Leo gazed over her face. “Tell me what you need, sweetheart. How to keep the nightmares at bay.”

It was strange, she was seldom plagued by bad dreams, and this one had been particularly vivid. Yet Leo’s presence shoved away the last vestiges of the nightmare.

She snuggled closer. “Having you here is enough.”

He pulled away just enough to blow out the candle, then wrapped his arms around her.

“Sleep well, sweetheart.”

“And you,” she said, then added shyly, “my dear.”

His arms tightened, holding her closer. They lay together. Anne felt the gentle, rhythmic rise and fall of his chest as he drifted into sleep, and it lulled her. The darkness felt more comfortable now, everything secure, everything as it should be. Because of him.

Yet as sleep began to claim her, the priestess’s words echoed in her head.

He is most wicked of all. The Devil’s operative who makes the world ready for his master.

Chapter 8

The world spread beneath Leo’s hands. Seas, continents, nations. The span of his hand covered the whole of an ocean. If he so desired, he could crush all of it into a ball and consign it to the fire. He grinned.

“Have an interest in maps, do you, sir?”

Leo glanced up from his perusal of the map spread out on a table. The shop’s proprietor watched him with an eager smile. “I begin to.”

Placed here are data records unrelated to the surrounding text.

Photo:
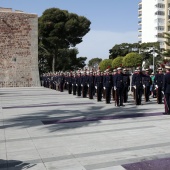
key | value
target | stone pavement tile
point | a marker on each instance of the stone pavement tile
(16, 133)
(54, 152)
(27, 165)
(112, 168)
(19, 146)
(23, 156)
(55, 142)
(64, 165)
(2, 147)
(3, 160)
(81, 149)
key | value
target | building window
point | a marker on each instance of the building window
(159, 35)
(160, 20)
(160, 13)
(160, 5)
(159, 28)
(169, 28)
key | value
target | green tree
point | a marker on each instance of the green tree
(166, 53)
(117, 62)
(105, 64)
(59, 29)
(132, 60)
(94, 62)
(123, 49)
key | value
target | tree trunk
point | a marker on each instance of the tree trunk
(53, 63)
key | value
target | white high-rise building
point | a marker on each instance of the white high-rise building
(154, 18)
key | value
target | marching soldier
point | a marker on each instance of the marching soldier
(99, 86)
(69, 83)
(147, 82)
(78, 81)
(119, 87)
(166, 89)
(126, 82)
(84, 81)
(138, 86)
(104, 89)
(107, 83)
(158, 81)
(113, 76)
(132, 88)
(91, 85)
(61, 81)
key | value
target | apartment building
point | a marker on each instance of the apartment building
(154, 19)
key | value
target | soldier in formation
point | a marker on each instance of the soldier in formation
(111, 86)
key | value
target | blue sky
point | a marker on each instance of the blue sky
(112, 21)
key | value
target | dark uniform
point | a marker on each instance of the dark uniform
(61, 81)
(74, 78)
(99, 86)
(158, 82)
(78, 84)
(147, 82)
(113, 91)
(107, 83)
(126, 82)
(166, 89)
(138, 87)
(69, 83)
(119, 87)
(84, 81)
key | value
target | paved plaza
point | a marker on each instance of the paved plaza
(43, 129)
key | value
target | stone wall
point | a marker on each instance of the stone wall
(18, 49)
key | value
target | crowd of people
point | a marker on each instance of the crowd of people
(112, 85)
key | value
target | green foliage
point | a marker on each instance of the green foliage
(122, 49)
(167, 37)
(105, 64)
(59, 29)
(125, 48)
(117, 62)
(132, 60)
(94, 62)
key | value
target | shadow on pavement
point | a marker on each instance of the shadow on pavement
(14, 165)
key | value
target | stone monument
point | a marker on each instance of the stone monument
(18, 49)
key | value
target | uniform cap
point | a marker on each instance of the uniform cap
(167, 66)
(119, 68)
(159, 68)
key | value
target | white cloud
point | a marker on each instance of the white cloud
(98, 43)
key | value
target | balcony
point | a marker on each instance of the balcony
(139, 22)
(140, 29)
(140, 35)
(139, 8)
(139, 15)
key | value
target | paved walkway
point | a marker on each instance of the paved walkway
(41, 129)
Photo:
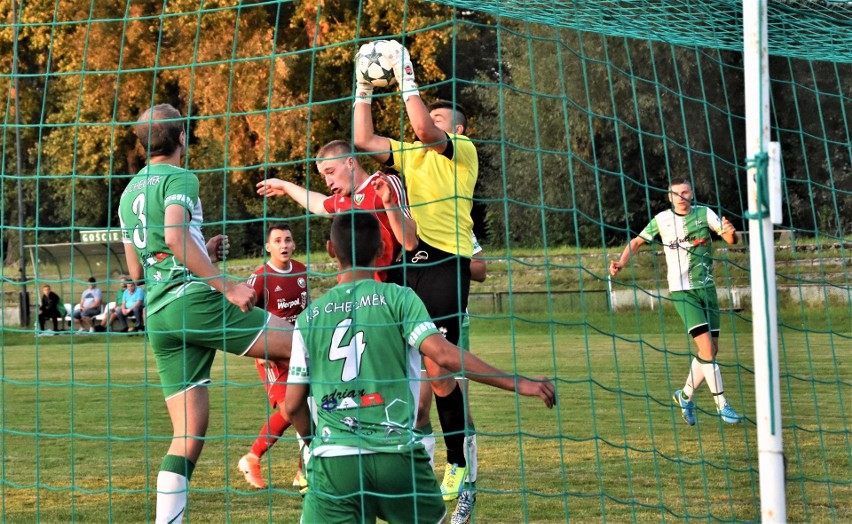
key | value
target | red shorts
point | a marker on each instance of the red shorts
(274, 375)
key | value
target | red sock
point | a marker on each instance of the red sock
(274, 428)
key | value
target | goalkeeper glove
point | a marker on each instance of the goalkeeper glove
(363, 89)
(403, 71)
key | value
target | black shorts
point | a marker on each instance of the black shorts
(442, 281)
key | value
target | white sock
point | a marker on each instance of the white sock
(694, 379)
(471, 457)
(714, 381)
(429, 443)
(171, 497)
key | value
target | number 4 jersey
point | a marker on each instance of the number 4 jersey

“My shop has all that you could desire. The very latest. The Americas, the East Indies. Even the newest geographical surveys of England. Here.” The proprietor hurried behind a curtain and emerged with a globe upon a turned oak stand, surmounted by a brass meridian. “Just come from France, sir. A beautiful example.”

He set the globe down on another table and waved Leo over to it. “Can’t do any finer than this. The latest in the cartographer’s art, and a stunning addition to the home of a distinguished, worldly gentleman.”

Leo peered down at the globe. The cartouche was in French, so he could not read it. He rested his finger atop the dot marked Moscou. How many souls beneath his finger? Giving the globe a push, he watched the world spin on its axis, the passage of days in a matter of seconds. A godlike power.

“My purchases today will not be for myself,” he murmured.

“A friend, then.”

Smiling, Leo moved away from the spinning globe. He perused charts hanging on the walls, with the shopkeeper trailing after him. “I believe so. My wife.”